Technisch könnte „Vampyr“ wahrlich polierter sein – rasen wir mal zu schnell durch die Ortschaft muss nachgeladen werden. Gegenstände, Gegner selbst der Nebel ploppt manchmal unweigerlich vor Jonathan auf. Nach dem Bildschirmtod sind die Ladezeit salopp gesagt unverschämt lange. Bis zu 15 Sekunden starren wir auf den Ladebalken. Wie bereits oben erwähnt passiert dies während Bosskämpfen leider allzu häufig. Zudem die schwammige Steuerung uns mehrfach ans Messer lieferte. Die Atmosphäre fängt einen in solchen Momenten wieder auf – wobei Horror-Fans keinen Splatter-Overkill erwarten dürfen sondern feinen englischen Grusel. Einen Multiplayer bietet das Spiel nicht.
Unser Fazit zu „Vampyr“
Der vampirische Rache-Trip von Jonathan Reid lässt mich zweigeteilt zurück. Auf der einen Seite ist ein wirklich interessanter Titel mit ungewohnt frischem Setting – auf der anderen sind die technischen Mankos deutlich bemerkbar wie lange Ladezeiten, Grafik-Bugs oder die teils unspannende Hauptstory. Trotzallem wollte ich immer wieder zurück nach England und wissen wie es mit Reids Schicksal weitergeht. Denn die rund 15 stündige Kampagne ist es wirklich wert.

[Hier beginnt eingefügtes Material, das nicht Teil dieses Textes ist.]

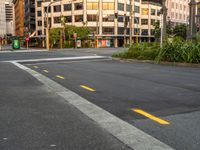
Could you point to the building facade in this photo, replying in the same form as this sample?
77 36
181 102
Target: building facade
2 18
19 17
9 17
109 19
29 21
178 11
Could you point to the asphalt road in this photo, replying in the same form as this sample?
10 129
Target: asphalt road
167 92
34 118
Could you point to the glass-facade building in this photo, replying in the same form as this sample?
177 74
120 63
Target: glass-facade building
2 18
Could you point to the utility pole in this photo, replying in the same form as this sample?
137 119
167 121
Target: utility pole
191 34
164 20
131 22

Entwickler: Dontnod Entertainment | Preis: 59,99 Euro | Für PlayStation 4, Xbox One und PC | USK: ab 16
Vampyr (PlayStation 4)
Spielspaß - 88%
Gameplay - 69%
Grafik - 78%
Technik - 71%
77%
Durchschnittlich
Recht spannend inszeniertes Blutsauger-Drama, dass jedoch technisch an Blutarmut leidet.